La Pros. : Quel sera le but de votre projet ?
Eddy Mboyo : J’ai proposé mon projet aux autorités calédoniennes. Elles sont d’accord que nous puissions réaliser un tel projet. J’en ai parlé aussi à l’OIF qui a accepté de nous accompagner. Car, aucun congolais n’a déjà pensé à ce genre d’initiative. A travers ce projet qui permet à créer un spectacle, l’idéal est de tisser un lien de solide dans le cadre d’échange culturel entre la RDC et la Nouvelle Calédonie. Vous savez que c’est un pays qui n’est pas trop connu des africains. Nombreux pensent même qu’il se trouve en Amérique, aux Etats-Unis. Or, la Nouvelle Calédonie est bel et bien située dans le continent d’Océanie.
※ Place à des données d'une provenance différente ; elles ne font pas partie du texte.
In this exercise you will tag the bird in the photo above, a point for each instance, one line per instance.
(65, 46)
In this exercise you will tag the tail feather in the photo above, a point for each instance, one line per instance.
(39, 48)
C’est un pays très organisé qui mérite l’attention des africains sur le plan de la promotion et de la visibilité. C’est un pays à promouvoir avec toute sa diversité culturelle. De mon retour à Kinshasa, nous allons s’y mettre avec mon équipe d’administration, pour travailler et préparer la faisabilité du projet.
La Pros. : Que comptez-vous faire au cas où les autorités françaises maintiennent leurs mesures de restriction des trafics aériens ?
Eddy Mboyo : Je suis encore à Nouméa parce que toutes les frontières sont fermées et beaucoup d’hôtels sont mis en quarantaine. Puisque les vols sont suspendus, je compte faire une demande d’un visa de long séjour ici pour Paris où je peux facilement trouver l’avion pour Kinshasa. Je ne m’inquiète pas parce que le gouvernement Calédonien me prend en charge jusqu’à mon retour. D’ailleurs, je profite pour le remercier ainsi que ma famille d’accueil. Sans oublier CREIPAC, une structure calédonienne qui fait la promotion de la langue française dans la zone Pacifique. Donc en Asie ! Que mes fans retiennent que je suis très bien portant grâce au gouvernement d’ici qui m’a mis dans les meilleures conditions.